Ellos fueron los precursores de la Campaña que declaró a Cuba primer territorio libre de analfabetismo en América, y cuyos integrantes llevaron el nombre de Conrado Benítez, el maestro voluntario mártir.

Todavía en las aulas, o acompañando con su sabiduría a los más jóvenes, podemos encontrar a algunos de aquellos que dieron el importante paso para los cubanos. De entonces acá, cuántas han sido las batallas que los jóvenes han asumido. Y la educación es una de las que siempre ha estado en sus manos.

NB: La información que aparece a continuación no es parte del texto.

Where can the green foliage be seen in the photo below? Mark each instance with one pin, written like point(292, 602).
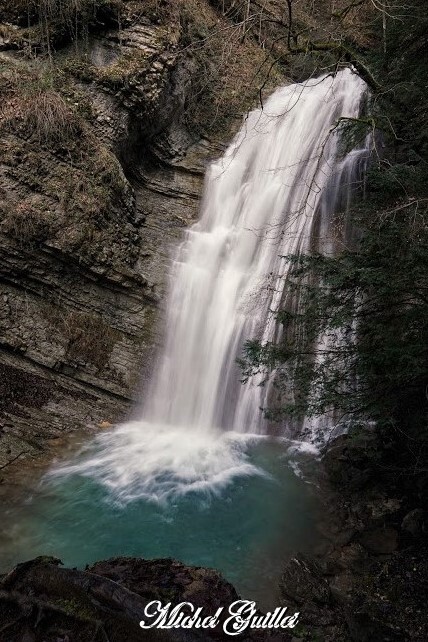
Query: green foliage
point(371, 305)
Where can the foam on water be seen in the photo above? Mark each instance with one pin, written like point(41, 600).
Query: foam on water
point(141, 460)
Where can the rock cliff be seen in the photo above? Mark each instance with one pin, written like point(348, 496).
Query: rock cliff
point(106, 125)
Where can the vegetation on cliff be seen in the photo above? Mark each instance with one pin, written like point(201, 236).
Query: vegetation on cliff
point(371, 299)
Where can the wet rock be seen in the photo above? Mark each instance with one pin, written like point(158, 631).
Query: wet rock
point(41, 599)
point(380, 541)
point(350, 459)
point(364, 627)
point(302, 582)
point(414, 522)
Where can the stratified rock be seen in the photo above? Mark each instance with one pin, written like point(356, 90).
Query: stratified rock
point(42, 602)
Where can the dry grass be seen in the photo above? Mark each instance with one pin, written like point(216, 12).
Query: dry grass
point(47, 116)
point(89, 338)
point(26, 221)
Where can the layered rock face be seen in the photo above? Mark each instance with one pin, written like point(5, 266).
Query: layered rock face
point(90, 213)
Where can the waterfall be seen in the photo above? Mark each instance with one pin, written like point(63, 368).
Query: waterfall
point(273, 193)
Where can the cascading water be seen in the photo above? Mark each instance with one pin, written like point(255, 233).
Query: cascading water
point(274, 193)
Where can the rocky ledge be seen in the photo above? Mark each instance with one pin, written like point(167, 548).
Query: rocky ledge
point(42, 602)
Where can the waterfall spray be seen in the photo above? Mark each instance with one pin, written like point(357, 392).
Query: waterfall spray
point(276, 188)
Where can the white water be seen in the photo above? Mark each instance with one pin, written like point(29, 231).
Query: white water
point(272, 194)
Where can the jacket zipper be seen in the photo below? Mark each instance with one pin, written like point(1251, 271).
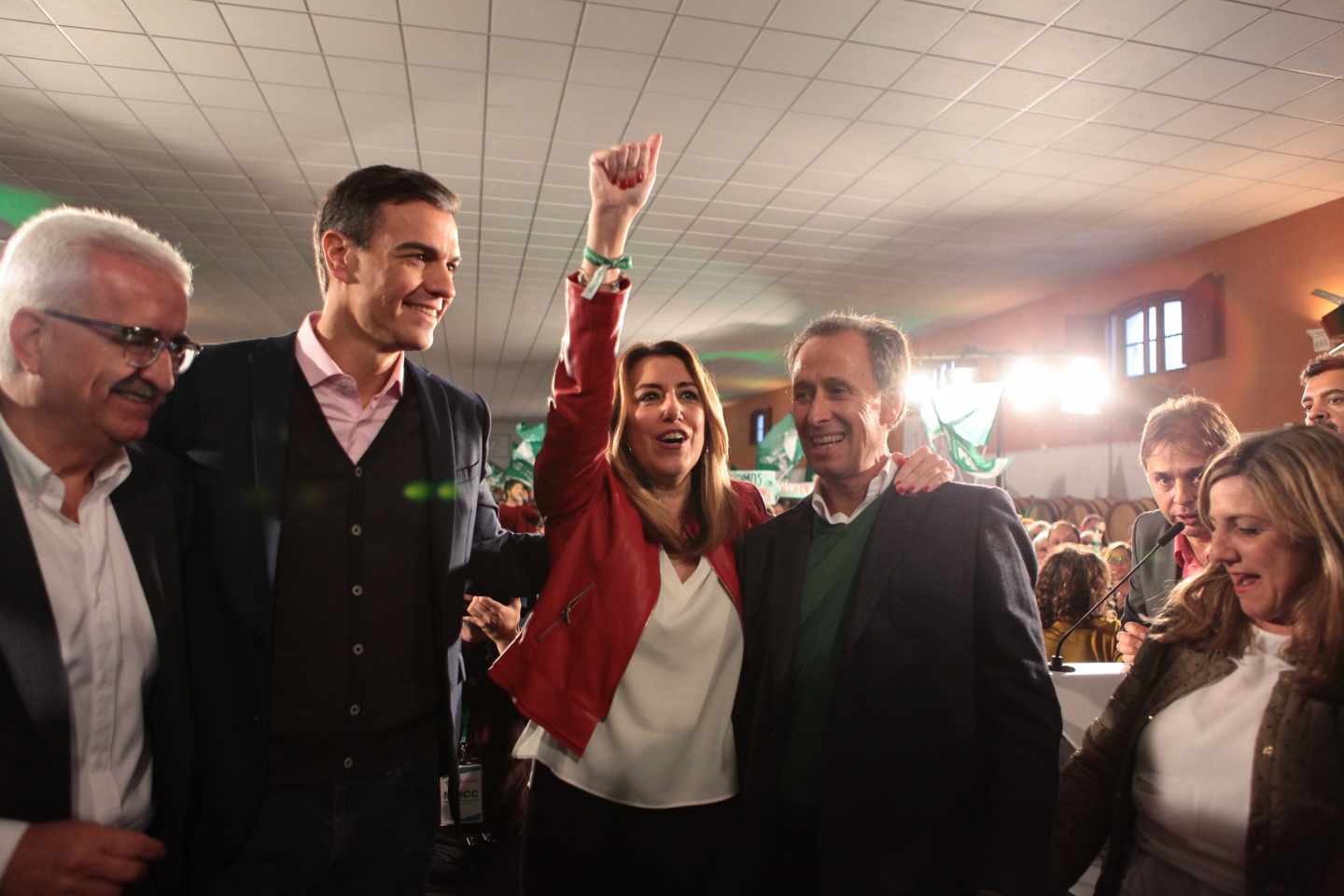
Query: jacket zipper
point(565, 614)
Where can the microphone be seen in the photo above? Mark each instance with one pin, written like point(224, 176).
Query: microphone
point(1057, 661)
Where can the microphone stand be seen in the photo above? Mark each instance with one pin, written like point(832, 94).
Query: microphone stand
point(1057, 661)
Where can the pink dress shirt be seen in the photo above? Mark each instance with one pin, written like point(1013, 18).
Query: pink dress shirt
point(354, 425)
point(1187, 562)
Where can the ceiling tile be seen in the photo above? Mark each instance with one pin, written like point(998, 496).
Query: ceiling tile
point(378, 9)
point(1035, 131)
point(1204, 78)
point(369, 77)
point(1325, 104)
point(201, 58)
point(1207, 119)
point(831, 19)
point(686, 78)
point(189, 19)
point(895, 107)
point(1273, 38)
point(1029, 9)
point(791, 54)
point(1147, 110)
point(1014, 89)
point(530, 58)
point(463, 15)
point(749, 12)
point(1265, 165)
point(986, 38)
point(112, 49)
point(833, 98)
point(864, 64)
point(1097, 138)
point(36, 40)
point(707, 40)
point(1267, 131)
point(595, 66)
point(110, 15)
point(1081, 100)
point(937, 77)
point(286, 67)
point(1270, 89)
point(1197, 24)
point(928, 144)
point(445, 49)
point(971, 119)
point(275, 30)
point(1115, 19)
point(1324, 58)
point(906, 26)
point(1135, 64)
point(1319, 143)
point(225, 91)
point(537, 19)
point(1063, 52)
point(132, 83)
point(1212, 158)
point(66, 77)
point(353, 38)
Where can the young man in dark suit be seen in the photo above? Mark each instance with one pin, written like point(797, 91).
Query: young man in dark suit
point(895, 724)
point(342, 491)
point(94, 735)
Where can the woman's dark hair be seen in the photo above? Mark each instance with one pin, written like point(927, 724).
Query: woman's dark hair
point(353, 205)
point(1071, 580)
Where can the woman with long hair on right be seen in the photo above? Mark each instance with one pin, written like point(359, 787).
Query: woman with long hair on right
point(1218, 766)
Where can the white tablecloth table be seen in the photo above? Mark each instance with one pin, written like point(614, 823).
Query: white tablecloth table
point(1084, 693)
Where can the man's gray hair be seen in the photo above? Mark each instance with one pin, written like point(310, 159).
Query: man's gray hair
point(888, 347)
point(46, 262)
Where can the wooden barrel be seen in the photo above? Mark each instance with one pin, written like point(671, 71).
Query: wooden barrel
point(1043, 510)
point(1120, 519)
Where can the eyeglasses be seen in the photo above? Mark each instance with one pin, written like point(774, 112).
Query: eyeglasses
point(140, 345)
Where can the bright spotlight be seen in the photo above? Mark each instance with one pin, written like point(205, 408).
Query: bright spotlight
point(1029, 385)
point(1086, 385)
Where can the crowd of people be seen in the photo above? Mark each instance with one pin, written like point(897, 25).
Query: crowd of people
point(247, 587)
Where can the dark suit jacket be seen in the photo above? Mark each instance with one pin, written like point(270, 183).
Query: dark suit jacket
point(229, 418)
point(1154, 581)
point(34, 694)
point(941, 755)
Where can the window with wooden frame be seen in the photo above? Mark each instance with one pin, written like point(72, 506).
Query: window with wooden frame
point(1169, 329)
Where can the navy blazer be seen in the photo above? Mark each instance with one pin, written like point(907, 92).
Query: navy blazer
point(941, 754)
point(229, 419)
point(153, 512)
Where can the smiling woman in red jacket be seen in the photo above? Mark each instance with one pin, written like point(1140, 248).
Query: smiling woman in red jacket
point(629, 664)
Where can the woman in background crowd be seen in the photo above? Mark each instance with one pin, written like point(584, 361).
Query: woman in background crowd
point(1070, 581)
point(1224, 742)
point(1120, 560)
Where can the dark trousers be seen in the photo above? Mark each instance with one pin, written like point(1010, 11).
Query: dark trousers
point(576, 843)
point(363, 835)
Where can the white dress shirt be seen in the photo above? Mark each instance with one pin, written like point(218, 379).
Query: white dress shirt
point(876, 486)
point(107, 641)
point(666, 740)
point(1193, 777)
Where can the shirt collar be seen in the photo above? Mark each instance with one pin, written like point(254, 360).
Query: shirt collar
point(38, 483)
point(875, 489)
point(319, 367)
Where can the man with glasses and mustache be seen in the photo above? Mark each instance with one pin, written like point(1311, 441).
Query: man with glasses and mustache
point(343, 491)
point(94, 735)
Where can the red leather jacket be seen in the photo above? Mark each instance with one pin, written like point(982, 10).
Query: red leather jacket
point(565, 666)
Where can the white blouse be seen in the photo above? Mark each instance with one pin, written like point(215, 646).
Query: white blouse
point(1193, 774)
point(666, 740)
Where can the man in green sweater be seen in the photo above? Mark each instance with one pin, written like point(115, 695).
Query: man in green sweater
point(897, 730)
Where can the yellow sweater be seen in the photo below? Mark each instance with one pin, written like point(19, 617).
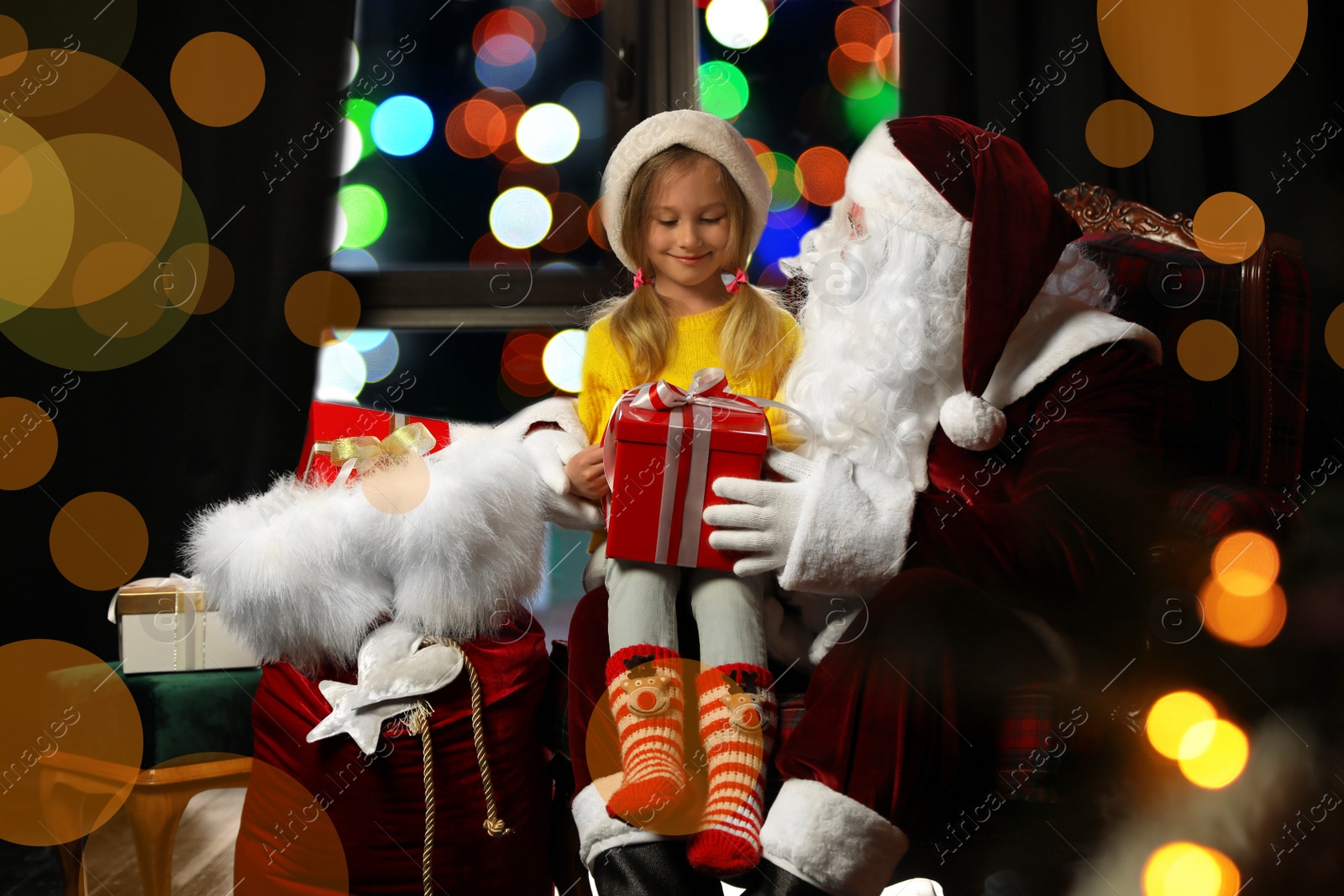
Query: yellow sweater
point(606, 375)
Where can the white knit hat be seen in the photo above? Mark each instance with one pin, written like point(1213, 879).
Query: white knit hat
point(698, 130)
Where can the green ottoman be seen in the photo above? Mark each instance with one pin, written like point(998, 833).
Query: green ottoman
point(198, 736)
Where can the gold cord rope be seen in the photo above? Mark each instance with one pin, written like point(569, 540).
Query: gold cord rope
point(418, 725)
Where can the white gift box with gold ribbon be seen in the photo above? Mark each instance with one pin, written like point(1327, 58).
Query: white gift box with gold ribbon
point(163, 625)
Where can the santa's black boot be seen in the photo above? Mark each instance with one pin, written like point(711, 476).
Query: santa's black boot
point(656, 868)
point(769, 879)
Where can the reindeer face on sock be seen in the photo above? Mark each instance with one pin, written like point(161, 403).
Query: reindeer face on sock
point(645, 688)
point(743, 701)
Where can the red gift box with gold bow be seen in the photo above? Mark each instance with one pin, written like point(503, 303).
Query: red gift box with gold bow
point(344, 438)
point(663, 449)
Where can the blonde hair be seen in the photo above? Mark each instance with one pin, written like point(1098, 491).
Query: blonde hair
point(640, 325)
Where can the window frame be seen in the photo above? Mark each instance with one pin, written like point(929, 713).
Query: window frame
point(655, 49)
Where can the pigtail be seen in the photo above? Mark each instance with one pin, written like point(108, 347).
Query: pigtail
point(752, 336)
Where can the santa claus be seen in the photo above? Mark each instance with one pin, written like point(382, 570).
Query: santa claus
point(964, 517)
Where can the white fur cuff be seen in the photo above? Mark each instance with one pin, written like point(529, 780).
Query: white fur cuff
point(853, 530)
point(598, 832)
point(831, 841)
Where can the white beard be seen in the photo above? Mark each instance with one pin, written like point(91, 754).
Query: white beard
point(882, 342)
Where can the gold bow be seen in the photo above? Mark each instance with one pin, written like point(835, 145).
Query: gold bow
point(370, 449)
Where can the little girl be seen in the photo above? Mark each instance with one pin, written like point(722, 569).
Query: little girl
point(685, 203)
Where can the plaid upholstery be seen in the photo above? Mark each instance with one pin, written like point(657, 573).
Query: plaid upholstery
point(1213, 429)
point(1225, 479)
point(1027, 720)
point(1203, 511)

Aquellos fueron tiempos difíciles. Muchachos y muchachas acostumbrados a las bondades de la vida en las ciudades abandonaron sus casas para emprender la obra educacional. No había temores a pesar de que la contrarrevolución interna y la posible agresión armada se hacían sentir.

Uno de aquellos maestros voluntarios fue Miguel Bautista García, hombre que pasa ya de los 70 años y recuerda con añoranza esa etapa que le correspondió vivir a él y a muchos de sus compañeros.

«En 1959 participé en la organización del Colegio Provincial de Técnicos, y se nos orientó hacer un censo sobre las tierras que poseían los campesinos de la zona donde nos encontrábamos, y cuando ellos fueron a llenar las planillas no pudieron porque no sabían leer ni escribir. Aquello me impresionó mucho. Ya en 1960 fui a trabajar como maestro en la zona del Escambray y estuve allí por seis años».

Miguel aportó también su granito de arena a la Educación en Nicaragua, donde estuvo desde 1981 hasta 1983. Desde las aulas se fue superando y en 1987 recibió su título de Licenciado en Educación Primaria, y permaneció en el sector durante 25 años.

«Ya la edad no me acompaña para continuar en el magisterio, aunque no estoy de espaldas para ayudar a quien lo necesite. Ahora trabajo como electricista en el Instituto Preuniversitario Urbano Saúl Delgado, del Vedado, y me siento útil, rodeado de mucha juventud.

«Muchas son las experiencias que le puedo transmitir a los jóvenes de hoy que se dedican a la noble y bella tarea de educar, ya que esta ha sido la más hermosa labor que he asumido en toda mi vida».